With its reimbursement expanded in April, doctors have highly rated the drug as a new treatment opportunity for patients with an unmet need and for those who saw unsatisfactory effects from existing first-line therapies.

Expectations were high as Alunbrig had shown high clinical effects in patients, but they were also highly satisfied in terms of convenience in administration.

Also, the company’s efforts to promptly approve and reimburse Alunbrig in Korea as soon as it was approved as a first-line in the U.S.

were positively received.

Alunbrig and Alecensa have both shown better effects than Xalkori in clinical trials on patients with brain metastasis.

We cannot directly compare the two drugs due to a lack of head-to-head study, however, patients should consider various aspects in addition to treatment effect, such as tolerance and convenience in administration when selecting their treatment.
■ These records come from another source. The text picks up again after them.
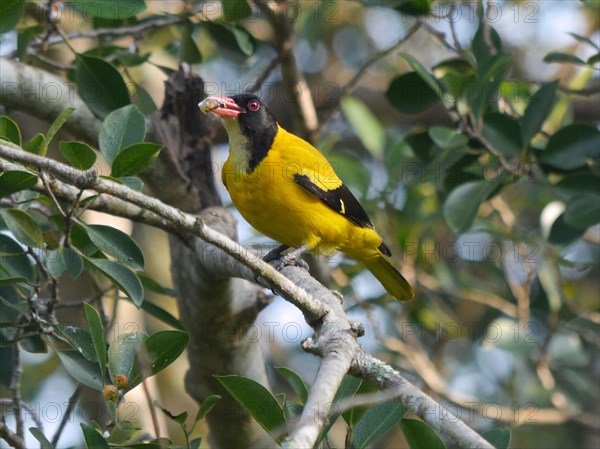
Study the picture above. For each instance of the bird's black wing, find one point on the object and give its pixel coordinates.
(340, 200)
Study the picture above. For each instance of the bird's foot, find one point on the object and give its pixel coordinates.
(292, 259)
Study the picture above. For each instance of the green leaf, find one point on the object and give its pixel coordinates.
(79, 154)
(503, 132)
(63, 259)
(562, 58)
(447, 138)
(579, 183)
(499, 438)
(23, 227)
(10, 14)
(108, 9)
(414, 7)
(152, 285)
(422, 71)
(561, 232)
(116, 244)
(480, 47)
(81, 369)
(257, 400)
(122, 355)
(161, 314)
(120, 129)
(490, 74)
(100, 85)
(135, 159)
(35, 144)
(572, 146)
(296, 382)
(583, 211)
(231, 37)
(16, 180)
(39, 435)
(75, 338)
(9, 130)
(455, 75)
(55, 127)
(206, 406)
(132, 182)
(365, 124)
(123, 278)
(180, 418)
(462, 204)
(585, 40)
(15, 263)
(188, 50)
(93, 440)
(98, 338)
(144, 101)
(594, 59)
(236, 10)
(164, 347)
(348, 388)
(411, 94)
(376, 422)
(420, 435)
(538, 109)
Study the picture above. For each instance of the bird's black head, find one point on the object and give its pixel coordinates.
(257, 123)
(247, 115)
-Some patients hesitate using Alunbrig due to its pneumonia adverse reaction. =In the field, clinical practitioners have deemed that the symptoms after administering Alunbrig were similar to pneumonia, but is an EOPE (Early-Onset Pulmonary Events) that occurs temporarily.

In some patients, symptoms similar to pneumonia may appear temporarily, but when the symptom is resolved early on, the symptom has the characteristic of not occurring again during the period of administration.

Also, clinical experts in Korea have also said that EOPE symptoms are reversible adverse reactions that are fully manageable and can be quickly recovered.